Indonesian police have caught a U.S. citizen who escaped prison in Bali last week, after a five-day manhunt across the country's islands.
The man managed to travel from Bali to the adjacent island of Lombok after paying a fisherman to use a boat to cross the channel, and was eventually captured in west Lombok Friday.
Christian Beasley, whose name was spelled "Chrishan" on his mugshot, cut through the steel bars of the jail's roof with Paul Anthony Hoffman, another U.S. prisoner who was recaptured soon after the two climbed over the prison's 20-foot high wall on December 11.
Police said Beasley had shaved his head in a bid to fool officers and avoid capture, local media reported, but was identified through the accounts of witnesses who'd spotted the man.
The police seized the Honda Vario scooter Beasley had rented before returning it to its owner, and found it contained a Bible, a piece of leftover cheese, a torn map of Lombok island, clothes and toiletries, among other items.
Beasley wanted to escape to Thailand to meet his mother in Bangkok, a police official told local media. "But because he had difficulty, with no documents, he could not fly to his destination to escape from Indonesia," the official said.
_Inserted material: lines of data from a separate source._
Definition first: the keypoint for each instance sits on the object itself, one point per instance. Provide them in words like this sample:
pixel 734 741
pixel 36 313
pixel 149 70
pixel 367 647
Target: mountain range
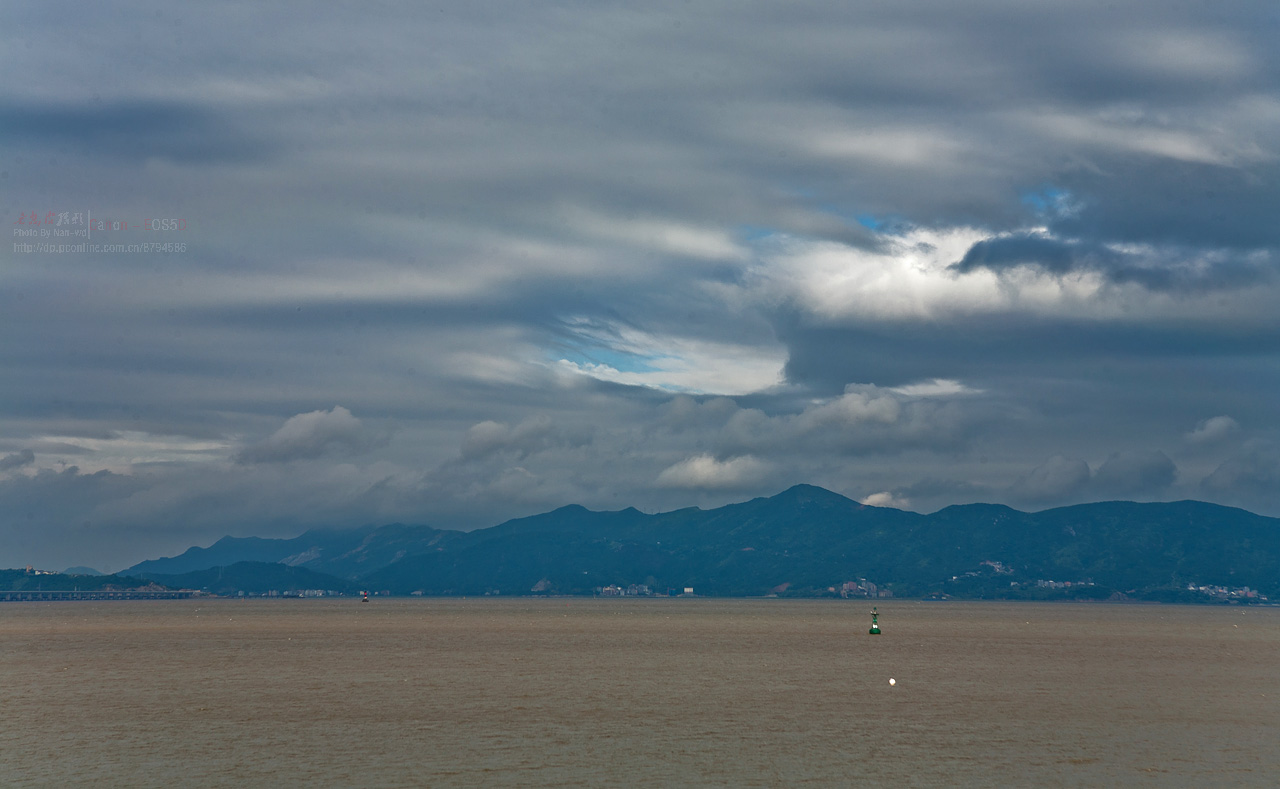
pixel 803 541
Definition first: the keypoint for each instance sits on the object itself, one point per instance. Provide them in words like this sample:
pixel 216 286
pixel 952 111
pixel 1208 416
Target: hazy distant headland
pixel 804 542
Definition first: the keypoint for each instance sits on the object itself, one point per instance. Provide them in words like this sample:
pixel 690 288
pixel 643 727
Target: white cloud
pixel 938 387
pixel 1214 429
pixel 886 500
pixel 311 434
pixel 705 471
Beasley was imprisoned on drug-related charges after he was caught carrying 5.7 grams of hashish in a post office. He escaped the overcrowded and understaffed Kerobokan prison, which is located less than 5 miles from Bali's popular Kuta area, the day before he was due to appear in court to receive his sentence.
Under Indonesia's strict drug laws, Beasley risks several years in prison. Punishment for drug-related charges depends on the quantity and the type of the substance. Those found in possession of hashish may be imprisoned for four to 12 years and fined from roughly $90,000 to $896,000. Those sentenced for drug trafficking could face life imprisonment or even a death sentence.
Police are still investigating the circumstances of the escape and the possible involvement of prison guards. "The fugitive was arrested and now under further investigation to find out if there was whether any involvement from the prison, or maybe it's due to procedural violation in the prison that we are seeing frequent escapes recently," Bali police chief Petrus Reinhard Golose said, quoted in Reuters.
Beasley isn't the only prisoner to have made a daring jailbreak from Kerobokan this year. In June, four other foreign prisoners dug a 13-yard tunnel under the prison walls. Two were recaptured—Indian citizen Sayed Mohammed Said and Bulgarian citizen Dimitar Nikolov Iliev—and Australian fugitive Shaun Edward Davidson and Malaysian Tee Kok King are still at large.